If the pattern to create the grouped page URL is to skip the last element after the "-", you could use this M-code:
let
Source = … YourSource …,
#"Changed Type" = Table.TransformColumnTypes(Source,{{"Sessions", type number}}),
#"Split Column by Delimiter" = Table.SplitColumn(#"Changed Type","Page URL",Splitter.SplitTextByEachDelimiter({"-"}, QuoteStyle.Csv, true),{"Group", "Page URL.2"}),
#"Removed Columns" = Table.RemoveColumns(#"Split Column by Delimiter",{"Page URL.2"}),
#"Grouped Rows" = Table.Group(#"Removed Columns", {"Group"}, {{"Sessions", each List.Sum([Sessions]), type text}})
in
#"Grouped Rows"
You have to replace ... YourSource .. by what it says 🙂
Imke Feldmann (The BIccountant)
If you liked my solution, please give it a thumbs up. And if I did answer your question, please mark this post as a solution. Thanks!
How to integrate M-code into your solution -- How to get your questions answered quickly -- How to provide sample data -- Check out more PBI- learning resources here -- Performance Tipps for M-queries
Very strange error going on with my post above - it is un-editable. There's a strange rendering glitch when I go to edit it.

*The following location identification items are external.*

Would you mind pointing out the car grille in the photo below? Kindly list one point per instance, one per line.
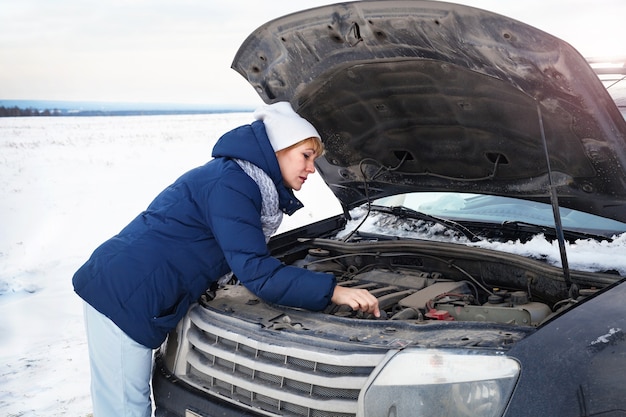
(265, 376)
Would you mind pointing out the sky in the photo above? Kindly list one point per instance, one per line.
(180, 51)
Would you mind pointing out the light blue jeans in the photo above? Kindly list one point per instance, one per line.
(120, 369)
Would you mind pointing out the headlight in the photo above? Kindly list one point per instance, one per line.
(440, 383)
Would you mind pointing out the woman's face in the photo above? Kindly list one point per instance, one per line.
(296, 163)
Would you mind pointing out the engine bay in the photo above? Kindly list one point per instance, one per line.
(428, 282)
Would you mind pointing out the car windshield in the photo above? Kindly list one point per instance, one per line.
(495, 209)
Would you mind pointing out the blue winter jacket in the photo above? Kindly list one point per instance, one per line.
(207, 223)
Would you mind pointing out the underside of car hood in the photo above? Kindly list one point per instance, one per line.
(433, 96)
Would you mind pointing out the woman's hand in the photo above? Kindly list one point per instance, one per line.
(357, 299)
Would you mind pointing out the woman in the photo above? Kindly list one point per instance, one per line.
(213, 220)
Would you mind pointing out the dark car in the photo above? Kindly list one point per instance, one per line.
(453, 136)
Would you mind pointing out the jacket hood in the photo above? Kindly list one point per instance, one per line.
(413, 96)
(250, 143)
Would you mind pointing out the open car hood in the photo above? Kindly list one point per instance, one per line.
(433, 96)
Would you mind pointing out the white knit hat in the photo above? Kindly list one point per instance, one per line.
(283, 125)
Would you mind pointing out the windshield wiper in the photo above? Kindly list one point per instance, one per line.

Nevertheless, it is probably best to use the Power Query solution @ImkeF or something similar to do the URL text-munging. This is just standard data cleanup.
Rather than persist a sum as a field in the table, though, I'd recommend writing a measure that counts the instances of the URL stem. It would be as simple as a COUNTA():
CountURL = COUNTA( TestURL[URL] )
A little ugly, but you could create a number of columns equal to your groups and use IFERROR and SEARCH (or FIND) to return the starting position or -1 if not found. You could then have another column where you have a big IF statement and put the right "friendly" name into the column based upon which of your grouping columns are not -1. Brute force, probably a slicker way to do it, but should work.